Saunter through the massive doors, which may require using both hands if the doorman happens to be elsewhere, and take some time to survey the massive room that is both a bar and an art gallery. Built in 1903, it’s French colonial with Chinese influences. This historic building has reinvented itself a number of times – a warehouse, office, family residence – and been preserved in its original state.
Antonio Lopez de Haro and Gisela Salazar Golding, both from Venezuela, met in Shanghai in 2006 and have been friends and collaborators ever since. Three years ago they moved to the Kingdom. In true international style, they managed to marry South American with Mediterranean food and then make it a ménage with a pinch of Asian flavours.
Slide up to the bar and order a drink, like the mojito that uses homemade ginger syrup instead of sugar. Original cocktails ($4.50 to $5) focus on Asian accents with innovative tweaking, but the classics are also available. Beer comes in at $2.50 for Angkor to $7.50 for Moa Noir. Single-malt enthusiasts can order Laphroag at $5 or 21-year-old Glenlivet Archive at $21. Bar snacks are $4 to $7, but don’t eat too much because a gourmet feast is waiting upstairs.

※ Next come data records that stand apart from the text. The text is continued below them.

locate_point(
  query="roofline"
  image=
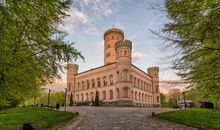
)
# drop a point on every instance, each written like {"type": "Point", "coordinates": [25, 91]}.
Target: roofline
{"type": "Point", "coordinates": [113, 30]}
{"type": "Point", "coordinates": [96, 68]}
{"type": "Point", "coordinates": [141, 70]}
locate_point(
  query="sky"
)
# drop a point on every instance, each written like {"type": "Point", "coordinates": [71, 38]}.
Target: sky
{"type": "Point", "coordinates": [89, 19]}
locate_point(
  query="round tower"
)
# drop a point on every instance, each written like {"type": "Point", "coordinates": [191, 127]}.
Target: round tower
{"type": "Point", "coordinates": [123, 49]}
{"type": "Point", "coordinates": [153, 72]}
{"type": "Point", "coordinates": [123, 59]}
{"type": "Point", "coordinates": [111, 36]}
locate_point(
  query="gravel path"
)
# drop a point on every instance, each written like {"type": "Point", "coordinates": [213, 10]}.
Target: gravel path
{"type": "Point", "coordinates": [120, 118]}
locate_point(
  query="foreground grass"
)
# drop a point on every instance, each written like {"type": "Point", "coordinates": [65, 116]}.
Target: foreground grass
{"type": "Point", "coordinates": [205, 118]}
{"type": "Point", "coordinates": [44, 118]}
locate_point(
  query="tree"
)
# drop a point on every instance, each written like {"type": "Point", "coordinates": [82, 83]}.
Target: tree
{"type": "Point", "coordinates": [174, 95]}
{"type": "Point", "coordinates": [96, 103]}
{"type": "Point", "coordinates": [31, 47]}
{"type": "Point", "coordinates": [194, 30]}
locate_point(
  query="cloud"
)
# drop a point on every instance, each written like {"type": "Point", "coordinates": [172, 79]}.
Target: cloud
{"type": "Point", "coordinates": [84, 13]}
{"type": "Point", "coordinates": [136, 56]}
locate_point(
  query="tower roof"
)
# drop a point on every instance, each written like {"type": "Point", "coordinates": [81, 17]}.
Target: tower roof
{"type": "Point", "coordinates": [123, 43]}
{"type": "Point", "coordinates": [113, 30]}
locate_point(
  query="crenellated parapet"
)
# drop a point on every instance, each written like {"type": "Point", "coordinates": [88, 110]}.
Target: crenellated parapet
{"type": "Point", "coordinates": [123, 43]}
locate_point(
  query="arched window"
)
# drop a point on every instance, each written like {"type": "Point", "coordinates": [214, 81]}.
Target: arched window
{"type": "Point", "coordinates": [110, 94]}
{"type": "Point", "coordinates": [104, 81]}
{"type": "Point", "coordinates": [158, 99]}
{"type": "Point", "coordinates": [141, 84]}
{"type": "Point", "coordinates": [92, 96]}
{"type": "Point", "coordinates": [126, 92]}
{"type": "Point", "coordinates": [87, 97]}
{"type": "Point", "coordinates": [117, 90]}
{"type": "Point", "coordinates": [98, 82]}
{"type": "Point", "coordinates": [83, 85]}
{"type": "Point", "coordinates": [125, 75]}
{"type": "Point", "coordinates": [136, 96]}
{"type": "Point", "coordinates": [79, 86]}
{"type": "Point", "coordinates": [111, 80]}
{"type": "Point", "coordinates": [139, 96]}
{"type": "Point", "coordinates": [138, 83]}
{"type": "Point", "coordinates": [131, 78]}
{"type": "Point", "coordinates": [103, 95]}
{"type": "Point", "coordinates": [82, 97]}
{"type": "Point", "coordinates": [69, 86]}
{"type": "Point", "coordinates": [88, 84]}
{"type": "Point", "coordinates": [135, 82]}
{"type": "Point", "coordinates": [132, 94]}
{"type": "Point", "coordinates": [145, 97]}
{"type": "Point", "coordinates": [157, 88]}
{"type": "Point", "coordinates": [93, 83]}
{"type": "Point", "coordinates": [77, 97]}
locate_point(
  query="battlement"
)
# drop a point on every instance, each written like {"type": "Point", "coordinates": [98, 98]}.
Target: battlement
{"type": "Point", "coordinates": [123, 43]}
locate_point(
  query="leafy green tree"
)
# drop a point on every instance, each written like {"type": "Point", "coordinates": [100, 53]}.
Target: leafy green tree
{"type": "Point", "coordinates": [96, 103]}
{"type": "Point", "coordinates": [194, 30]}
{"type": "Point", "coordinates": [162, 98]}
{"type": "Point", "coordinates": [31, 47]}
{"type": "Point", "coordinates": [71, 99]}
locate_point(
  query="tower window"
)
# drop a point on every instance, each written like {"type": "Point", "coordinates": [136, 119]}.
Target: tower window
{"type": "Point", "coordinates": [107, 46]}
{"type": "Point", "coordinates": [108, 54]}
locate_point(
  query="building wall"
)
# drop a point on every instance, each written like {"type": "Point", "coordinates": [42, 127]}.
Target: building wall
{"type": "Point", "coordinates": [118, 82]}
{"type": "Point", "coordinates": [140, 93]}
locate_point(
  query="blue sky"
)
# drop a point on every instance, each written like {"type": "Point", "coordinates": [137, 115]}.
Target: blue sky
{"type": "Point", "coordinates": [89, 19]}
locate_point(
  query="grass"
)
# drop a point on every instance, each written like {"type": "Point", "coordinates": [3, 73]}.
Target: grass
{"type": "Point", "coordinates": [44, 118]}
{"type": "Point", "coordinates": [204, 118]}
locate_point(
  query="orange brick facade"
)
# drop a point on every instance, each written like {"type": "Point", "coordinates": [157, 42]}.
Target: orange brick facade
{"type": "Point", "coordinates": [118, 81]}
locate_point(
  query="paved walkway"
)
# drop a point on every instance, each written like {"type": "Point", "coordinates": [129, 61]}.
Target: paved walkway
{"type": "Point", "coordinates": [120, 118]}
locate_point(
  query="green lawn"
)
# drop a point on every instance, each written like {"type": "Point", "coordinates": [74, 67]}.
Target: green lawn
{"type": "Point", "coordinates": [44, 118]}
{"type": "Point", "coordinates": [205, 118]}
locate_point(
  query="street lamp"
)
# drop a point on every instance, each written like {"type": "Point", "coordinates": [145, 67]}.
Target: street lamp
{"type": "Point", "coordinates": [184, 98]}
{"type": "Point", "coordinates": [48, 98]}
{"type": "Point", "coordinates": [65, 99]}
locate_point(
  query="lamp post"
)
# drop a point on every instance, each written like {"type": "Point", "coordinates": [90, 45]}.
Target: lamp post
{"type": "Point", "coordinates": [48, 98]}
{"type": "Point", "coordinates": [184, 98]}
{"type": "Point", "coordinates": [65, 99]}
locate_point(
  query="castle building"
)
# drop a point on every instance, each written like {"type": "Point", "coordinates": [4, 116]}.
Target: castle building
{"type": "Point", "coordinates": [118, 81]}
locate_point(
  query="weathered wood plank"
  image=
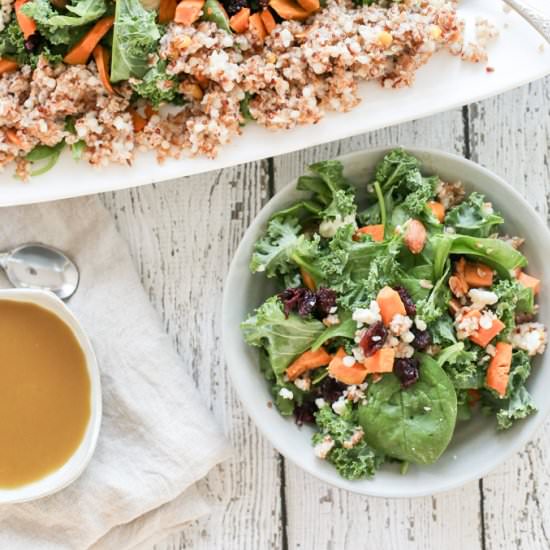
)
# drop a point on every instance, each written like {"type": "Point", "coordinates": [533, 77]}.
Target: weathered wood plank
{"type": "Point", "coordinates": [323, 517]}
{"type": "Point", "coordinates": [182, 235]}
{"type": "Point", "coordinates": [511, 135]}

The paper menu, which changes every six months, is a walk down foodie lane. Chef Gisela, with 13 years in the kitchen, brings a versatile approach to her art. “I like to be creative and play with flavours. Fish is particularly good for this.”
The appetisers/tapas offer a variety of choices: seafood (red tuna tartare with wasabi emuision, $9.50); meat (marinated lamb skewers with mojo rojo chili sauce, $7.50); vegetarian (pastelitos, pastries of cheddar cheese with fig confit, $5). The obvious solution is to go with friends so that you can better share.
Soups and salads have their place. How about the roast onion and parmesan cream with sautéed mussels and green asparagus ($6.50)? Or the marinated chicken and crouton salad with roquet and crispy bacon ($7.50)?
Move on to the mains. What does our chef suggest? Hard question, but she comes up with paella negra, the black ink which comes from the calamari ($28). This is baked, so a 30-minute wait is required, which is a perfect time to imbibe a bit of wine. The house white is Cloudia de Vallformosa at $4 a glass or $21 a bottle. Another choice is Pewsey Vale Riesling at $32.
The chef’s meat recommendation was Australian beef cheek. It’s braised for 12 hours in a mustard a l’ancienne and served with sweet potato puree ($19). A bottle of Scottbase pinot noir ($59) goes well, but if it is a third-or-so bottle, go for the very drinkable house Norton Malbac at $4 a glass or $21 a bottle.
Todd, my dining companion and photographer, gently dabbed his napkin at the corner of his mouth, pushed back the plate and announced: “This truly is world-class dining.” Agreed.
Tepui @ Chinese House, #45 Sisowath Quay (corner Street 84); 023 991514.